Monday, Jan. 21, 1929

New Opera Company

For best artistic results it often seems unfortunate that the Metropolitan Opera Company has no competition. Not since Oscar Hammerstein presented French opera at his own Manhattan Opera House has the Broadway company been forced into jacking its standards. Then, in 1910. the Metropolitan directors purchased peace. Hammerstein received approximately a million dollars and in return he promised to present no opera in Manhattan for ten years. The nucleus of his troupe went to Chicago, developed into the Chicago Civic Opera of today, an organization devoted to Italian and French opera. The Metropolitan, unmolested, has stayed Italian and German. The paths of the two never cross. No new group has risen to threaten them. Wagner, thus, in the U. S. has stayed the prerogative of the Metropolitan. It has been given as the management believes the public wants it--cut and trimmed to make a comfortable afternoon or evening. But many an operagoer has been dissatisfied with the cuts and the production in general. Hence with enthusiasm last week they hailed the coming of the German Grand Opera Company* which promised two complete cycles of the Nibelungen Ring, uncut, and a Tristan with Johanna Gadski. Manager George Blumenthal has brought singers from Germany, also a German chef who prepares German food for intermissions.

Epiglottis Remembered

Fritz Reiner is the able conductor of the Cincinnati Symphony. His wife, Berta Gardini-Gerster Reiner, is a vocal teacher, sometimes of Cincinnati, this season of Manhattan. And she is always the daughter of Etelka Gerster, famed Hungarian soprano. Last week in Manhattan, in memory of her mother who died in 1920, Madame Reiner gave a reception, presented her pupils in a special program.

For famed guests, Walter Damrosch. who 50 years ago played accompaniments for Madame Gerster, told anecdotes to recall her invincible personality. Once in St. Louis she announced herself too ill to sing but a certificate was necessary to convince the audience. The physician pronounced just a slight inflammation of the epiglottis and, angry, Madame Gerster sang. His bill of $60 she refused to pay and two years later when she returned to St. Louis the doctor brought suit. But Gerster refused to go to court, said she was too ill. Obligingly then the good-natured judge moved court to her hotel where she sang "The Last Rose of Summer" so charmingly that he dismissed the case.

Turn About

One of Serge Koussevitzky's most debatable novelties in his early days with the Boston Symphony was Pacific 231, by Arthur Honegger, a young French Swiss. When Composer Honegger made his U. S. debut, last week, as conductor of his own works, his orchestra was Mr. Koussevitzky's. Turn about, one sage remarked in the lobby of the Cambridge Theatre, was fair play indeed in this case. Honegger won fame in the U. S. by the snorts and puffs of his giant locomotive. Fair enough, then, that Boston should see him first, hear his Rugby (TIME, Nov. 19) before he took it on an extended tour.*

Pacific 231 won Honegger fame from Boston to California. It stimulates the vogue for putting all manner of mechanical sounds into music. Alone, and on first hearing, however, it failed to inspire any widespread confidence. People were becoming increasingly wary of modern composers. Repeated hearings of the Pacific were necessary to convince that it was more than freakish stuff. But for five years now it has endured, and since, substantiating it as ringing, vital music, there have been King David, Antigone, Judith, now Rugby.

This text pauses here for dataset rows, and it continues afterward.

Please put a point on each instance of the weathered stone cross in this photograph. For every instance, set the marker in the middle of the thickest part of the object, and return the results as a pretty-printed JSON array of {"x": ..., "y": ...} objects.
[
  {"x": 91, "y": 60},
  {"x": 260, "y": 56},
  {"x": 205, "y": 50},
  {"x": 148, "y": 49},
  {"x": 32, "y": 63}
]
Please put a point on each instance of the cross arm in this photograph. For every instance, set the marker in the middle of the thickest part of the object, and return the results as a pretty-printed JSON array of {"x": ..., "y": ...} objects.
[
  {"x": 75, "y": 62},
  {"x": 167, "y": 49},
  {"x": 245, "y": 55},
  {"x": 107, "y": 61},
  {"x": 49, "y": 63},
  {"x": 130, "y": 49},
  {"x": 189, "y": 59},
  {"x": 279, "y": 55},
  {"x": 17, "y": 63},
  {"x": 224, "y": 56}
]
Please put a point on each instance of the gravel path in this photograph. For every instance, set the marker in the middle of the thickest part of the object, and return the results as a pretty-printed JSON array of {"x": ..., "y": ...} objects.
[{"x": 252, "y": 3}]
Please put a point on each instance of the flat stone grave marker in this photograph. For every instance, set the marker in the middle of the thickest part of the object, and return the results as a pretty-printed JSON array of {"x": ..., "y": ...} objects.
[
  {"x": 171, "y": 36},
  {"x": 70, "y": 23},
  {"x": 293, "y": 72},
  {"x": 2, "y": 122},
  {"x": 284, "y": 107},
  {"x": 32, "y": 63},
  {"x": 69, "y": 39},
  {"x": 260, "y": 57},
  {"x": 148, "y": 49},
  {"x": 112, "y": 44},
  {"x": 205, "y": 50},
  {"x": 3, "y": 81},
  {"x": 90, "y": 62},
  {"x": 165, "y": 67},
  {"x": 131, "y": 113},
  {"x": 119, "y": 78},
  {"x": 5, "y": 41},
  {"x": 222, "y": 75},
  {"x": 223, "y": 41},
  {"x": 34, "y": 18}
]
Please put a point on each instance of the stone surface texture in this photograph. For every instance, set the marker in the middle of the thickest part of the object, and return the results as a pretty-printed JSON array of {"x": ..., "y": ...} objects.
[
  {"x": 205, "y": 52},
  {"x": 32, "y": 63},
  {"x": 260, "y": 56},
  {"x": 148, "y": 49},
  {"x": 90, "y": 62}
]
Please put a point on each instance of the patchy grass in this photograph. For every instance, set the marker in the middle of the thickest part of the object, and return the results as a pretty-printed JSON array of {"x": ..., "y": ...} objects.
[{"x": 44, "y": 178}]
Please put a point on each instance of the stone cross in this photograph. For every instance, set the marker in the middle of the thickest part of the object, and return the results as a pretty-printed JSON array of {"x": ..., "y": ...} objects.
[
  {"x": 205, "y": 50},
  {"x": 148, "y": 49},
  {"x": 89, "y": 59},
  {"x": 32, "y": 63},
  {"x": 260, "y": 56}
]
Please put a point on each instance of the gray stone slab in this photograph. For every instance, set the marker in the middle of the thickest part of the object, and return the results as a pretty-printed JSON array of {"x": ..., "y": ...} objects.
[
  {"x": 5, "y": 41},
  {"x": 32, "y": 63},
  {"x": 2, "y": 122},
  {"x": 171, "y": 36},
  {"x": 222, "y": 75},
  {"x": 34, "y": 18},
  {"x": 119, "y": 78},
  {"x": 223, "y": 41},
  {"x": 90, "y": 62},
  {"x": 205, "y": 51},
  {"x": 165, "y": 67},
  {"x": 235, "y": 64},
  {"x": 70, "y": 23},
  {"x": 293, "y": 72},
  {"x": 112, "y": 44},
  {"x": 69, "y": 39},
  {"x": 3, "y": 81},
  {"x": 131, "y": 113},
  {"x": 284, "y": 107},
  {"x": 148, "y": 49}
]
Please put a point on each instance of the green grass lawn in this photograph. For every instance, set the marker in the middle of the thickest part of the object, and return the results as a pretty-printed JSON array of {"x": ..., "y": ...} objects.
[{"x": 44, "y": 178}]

"A rather short and stocky gentleman, emerging in evening clothes from the ante room . . . looked neither to right nor left, took two at a time the steps leading to the stage . . . Arthur Honegger, arisen, significant, acknowledged figure of the new generation." So. last week, did H. T. Parker of the Boston Transcript appraise Boston's guest conductor. Thus are adjectives made to grow, for five years ago Honegger had been just a precocious fellow who at seven had composed two operas in the treble clef, as he knew no other, at eleven some 30 sonatas, in his twenties one of the Group of Six in Paris, blustering fellows, so many thought, organized to acquaint the public with their music. Now Honegger remains supreme of the Six. His wife. Pianist Andree Vaurabourg-Honegger, plays his compositions, last week played with him his delectable Concertino. Pacific 231 he now calls Boom! Boom! Rugby, a sound picture of a football match, teems with driving conflict. It takes twelve minutes to play, and, strangely enough, uses no percussion.

*TIME will review the performances of the German Grand Opera Company in the next issue. *;Composer-Conductor Honegger's tour takes him to Cambridge, Mass., Boston, Manhattan, Chicago, St. Paul, Kansas City, Detroit, Denver, Seattle, San Francisco, Los Angeles, Buffalo.